I just take the sentences and use them for the 10,000 sentences method. Does a hammer come with the nail? :p

IMHO what will be useful is an advanced search capabilities.
And I'm looking forward to a tagging system. I feel it should be immensely useful.

But asking questions does really help. :)
I'm really grateful to blau_paul, for he answers to most of mine.

What is the official position on puctuation?
Is ‘’ better than ''?

‘’ is sucky for WWWJDIC. Jim still uses EUC-JP by default for example display and I think it has issues with smart quotes. (Or maybe Jim just hates them ;-)

I've already changed ' to ’ somewhere... -_-
Isn't it a matter of two sed commands anyway?

WWWJDIC can display in UTF8, but files are in EUC-JP internally, and "smart quotes" are not supported there. I don't have a problem if they appear, as I can switch them to regular ones as I convert the wwwjdic.csv file.

zMoo has also been using smart quotes in his sentences.
We don't have a policy on this yet, but chances are we'll end up using smart quotes. For now, you can do whatever. But it's probably simpler for you to use straight quotes. They'll be converted when the time comes.

Minor list glitch.
If you look at the list page it says 'DELETE ME!' has 34 entries, but it actually only has seven. I think that deleting a sentence does not remove it from the 'count' in lists. There are probably lost of 'null entries' against IDs in lists and possibly favourites.

I noticed something similar yesterday with my "Dutch sentences to be translated into any language" list. It now says it has 102 sentences, when actually there are only 20. There aren't over a hundred sentences that are or have been in the list, though, so I don't think it has something to do with deleting sentences.

I have updated the lists counts. We don't know why your list ended up with 102, dorenda... But if it happens again, let us know, and try to give as many details as possible ^^

Yes indeed, deleting sentences doesn't remove from list. We know this but since it's not extremely important, we didn't fix it yet.

There's a white? (invisible?) flag in the lang stats that has 4 sentences and gives no description when I hover over it.

white flag ? wha ..what? where ? I see nothing ? Are you sure Saeb ? :angel face:
more seriously, it was due to a little bugs, but it's fix :)

yes in the search engine. I can see example sentences in many languages (also languages i am not interested in). Therefore I want to choose only German, English, Japanese and Russian. :) Thanks for the fast reply.

(can you use the reply button rather than create a new thread :) )
Ok I see, you would like to be able to filter on a set of languages you would defined, for the moment it's not possible, but it will be implemented in a "advance search" page, but to be honnest, I don't know when we will find time to implement this.

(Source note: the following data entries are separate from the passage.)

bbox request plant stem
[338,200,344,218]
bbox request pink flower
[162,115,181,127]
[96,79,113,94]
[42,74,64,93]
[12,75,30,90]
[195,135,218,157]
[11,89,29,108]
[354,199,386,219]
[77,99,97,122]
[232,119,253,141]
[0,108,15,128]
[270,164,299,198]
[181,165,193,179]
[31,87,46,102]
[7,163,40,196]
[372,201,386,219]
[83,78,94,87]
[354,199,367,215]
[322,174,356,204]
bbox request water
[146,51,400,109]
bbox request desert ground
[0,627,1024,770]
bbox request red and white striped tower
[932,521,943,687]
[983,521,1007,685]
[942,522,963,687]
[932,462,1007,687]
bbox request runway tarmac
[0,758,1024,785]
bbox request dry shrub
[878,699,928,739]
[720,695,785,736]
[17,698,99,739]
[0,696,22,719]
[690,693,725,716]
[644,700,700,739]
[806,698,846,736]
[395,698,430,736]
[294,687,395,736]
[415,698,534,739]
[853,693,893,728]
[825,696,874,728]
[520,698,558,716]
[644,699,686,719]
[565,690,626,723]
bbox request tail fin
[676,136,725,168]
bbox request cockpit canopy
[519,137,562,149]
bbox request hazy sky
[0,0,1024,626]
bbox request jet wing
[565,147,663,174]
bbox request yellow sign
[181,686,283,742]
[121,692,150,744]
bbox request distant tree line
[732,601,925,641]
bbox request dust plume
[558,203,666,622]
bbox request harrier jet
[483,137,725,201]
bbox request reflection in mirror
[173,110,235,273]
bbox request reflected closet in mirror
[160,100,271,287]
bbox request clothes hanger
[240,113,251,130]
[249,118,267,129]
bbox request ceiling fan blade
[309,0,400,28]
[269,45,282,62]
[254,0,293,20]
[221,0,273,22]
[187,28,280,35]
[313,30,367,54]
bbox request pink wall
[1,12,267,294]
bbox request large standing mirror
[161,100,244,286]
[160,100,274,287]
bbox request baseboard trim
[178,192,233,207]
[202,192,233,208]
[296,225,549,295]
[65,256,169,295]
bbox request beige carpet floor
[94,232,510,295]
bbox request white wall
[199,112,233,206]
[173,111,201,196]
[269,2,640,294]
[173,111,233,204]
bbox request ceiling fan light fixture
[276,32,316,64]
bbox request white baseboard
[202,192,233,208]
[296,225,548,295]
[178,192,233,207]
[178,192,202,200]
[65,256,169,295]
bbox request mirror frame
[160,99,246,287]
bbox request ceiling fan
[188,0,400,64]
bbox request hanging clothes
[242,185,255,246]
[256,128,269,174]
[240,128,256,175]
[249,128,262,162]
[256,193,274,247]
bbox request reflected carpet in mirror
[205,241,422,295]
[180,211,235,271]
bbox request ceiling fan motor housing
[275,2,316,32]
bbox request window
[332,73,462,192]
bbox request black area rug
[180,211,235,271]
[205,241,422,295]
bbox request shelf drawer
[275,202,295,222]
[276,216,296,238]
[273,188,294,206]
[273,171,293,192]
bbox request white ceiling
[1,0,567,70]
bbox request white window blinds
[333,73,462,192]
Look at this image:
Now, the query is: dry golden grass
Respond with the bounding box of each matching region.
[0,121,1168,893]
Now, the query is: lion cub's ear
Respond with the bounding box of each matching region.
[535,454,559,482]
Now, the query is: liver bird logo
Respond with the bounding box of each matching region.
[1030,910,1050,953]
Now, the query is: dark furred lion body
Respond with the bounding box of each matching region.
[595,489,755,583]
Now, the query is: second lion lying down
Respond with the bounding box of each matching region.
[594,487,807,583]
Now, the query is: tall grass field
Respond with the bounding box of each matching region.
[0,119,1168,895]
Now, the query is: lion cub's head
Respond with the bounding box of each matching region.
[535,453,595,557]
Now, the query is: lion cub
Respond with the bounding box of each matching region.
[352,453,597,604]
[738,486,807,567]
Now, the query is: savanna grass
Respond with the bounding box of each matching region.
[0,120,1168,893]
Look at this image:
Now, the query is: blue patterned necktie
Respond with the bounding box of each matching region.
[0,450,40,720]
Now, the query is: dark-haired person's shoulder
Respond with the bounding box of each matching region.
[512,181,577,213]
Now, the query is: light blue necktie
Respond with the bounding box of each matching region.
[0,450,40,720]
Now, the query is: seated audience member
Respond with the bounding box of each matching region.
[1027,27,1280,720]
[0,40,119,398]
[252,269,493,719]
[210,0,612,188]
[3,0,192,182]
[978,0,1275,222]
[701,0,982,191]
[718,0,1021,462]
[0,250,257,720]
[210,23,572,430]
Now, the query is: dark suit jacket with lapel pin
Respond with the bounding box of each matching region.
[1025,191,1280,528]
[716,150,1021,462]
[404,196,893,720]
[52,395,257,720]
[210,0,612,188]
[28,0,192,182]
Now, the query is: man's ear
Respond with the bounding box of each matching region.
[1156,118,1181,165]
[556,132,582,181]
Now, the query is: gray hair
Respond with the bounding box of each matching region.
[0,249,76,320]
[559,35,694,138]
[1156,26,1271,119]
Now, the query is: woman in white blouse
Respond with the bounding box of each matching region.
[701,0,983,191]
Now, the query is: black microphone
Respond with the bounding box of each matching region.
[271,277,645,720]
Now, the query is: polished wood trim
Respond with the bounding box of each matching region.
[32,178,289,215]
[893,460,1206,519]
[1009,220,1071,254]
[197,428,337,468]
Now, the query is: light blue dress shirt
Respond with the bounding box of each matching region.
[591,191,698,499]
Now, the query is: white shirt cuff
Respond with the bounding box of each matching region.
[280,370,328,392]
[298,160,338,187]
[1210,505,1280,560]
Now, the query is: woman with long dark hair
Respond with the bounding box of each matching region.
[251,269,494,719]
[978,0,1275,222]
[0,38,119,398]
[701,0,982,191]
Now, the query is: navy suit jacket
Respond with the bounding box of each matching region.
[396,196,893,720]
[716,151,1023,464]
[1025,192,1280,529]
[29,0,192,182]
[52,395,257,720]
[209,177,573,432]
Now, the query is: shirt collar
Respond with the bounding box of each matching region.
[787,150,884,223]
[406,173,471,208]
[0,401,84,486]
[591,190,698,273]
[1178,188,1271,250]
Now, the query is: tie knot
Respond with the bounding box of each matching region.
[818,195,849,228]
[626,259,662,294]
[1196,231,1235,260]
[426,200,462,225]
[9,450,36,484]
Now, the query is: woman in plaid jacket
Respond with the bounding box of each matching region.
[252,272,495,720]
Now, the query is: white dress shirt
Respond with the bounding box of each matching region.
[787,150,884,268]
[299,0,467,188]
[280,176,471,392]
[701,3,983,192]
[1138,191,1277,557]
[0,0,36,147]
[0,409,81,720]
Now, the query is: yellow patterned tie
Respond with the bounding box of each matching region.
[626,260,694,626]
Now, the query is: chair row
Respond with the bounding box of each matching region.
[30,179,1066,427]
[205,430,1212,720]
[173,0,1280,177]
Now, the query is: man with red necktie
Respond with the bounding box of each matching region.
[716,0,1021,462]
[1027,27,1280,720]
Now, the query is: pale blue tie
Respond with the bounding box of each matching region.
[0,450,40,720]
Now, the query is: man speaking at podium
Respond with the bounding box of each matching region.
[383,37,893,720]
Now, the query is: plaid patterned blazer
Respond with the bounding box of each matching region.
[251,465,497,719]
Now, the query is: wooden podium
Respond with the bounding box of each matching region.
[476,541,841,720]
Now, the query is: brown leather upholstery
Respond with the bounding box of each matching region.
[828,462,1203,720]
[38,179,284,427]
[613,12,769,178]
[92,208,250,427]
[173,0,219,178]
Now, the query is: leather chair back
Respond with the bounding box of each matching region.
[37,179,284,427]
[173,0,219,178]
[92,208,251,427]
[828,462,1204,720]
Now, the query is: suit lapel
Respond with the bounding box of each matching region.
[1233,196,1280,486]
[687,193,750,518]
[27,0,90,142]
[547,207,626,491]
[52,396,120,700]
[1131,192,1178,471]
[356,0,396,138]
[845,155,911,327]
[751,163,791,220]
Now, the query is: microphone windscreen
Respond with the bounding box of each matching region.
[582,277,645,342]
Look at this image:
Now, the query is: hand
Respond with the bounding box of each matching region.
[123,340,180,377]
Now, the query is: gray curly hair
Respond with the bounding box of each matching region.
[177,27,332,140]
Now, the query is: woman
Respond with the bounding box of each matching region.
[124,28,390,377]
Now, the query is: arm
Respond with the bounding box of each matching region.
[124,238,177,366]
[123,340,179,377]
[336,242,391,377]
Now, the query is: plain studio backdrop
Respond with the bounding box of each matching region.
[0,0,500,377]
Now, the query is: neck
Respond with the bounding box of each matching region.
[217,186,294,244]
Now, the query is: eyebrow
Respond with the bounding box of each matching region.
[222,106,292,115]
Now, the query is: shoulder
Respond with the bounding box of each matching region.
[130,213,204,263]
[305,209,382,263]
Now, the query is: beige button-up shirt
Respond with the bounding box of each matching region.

Sorry, for now it's not possible.
The best you can do is specify a source language and a target language (for instance from German to English). You would then only have results in this pair of languages.
But there's nothing like searching from German and display translations only in English, Japanese and Russian. You'd have to search German->English, then German->Japanese, then German->Russian, if you really need to filter out unwanted languages.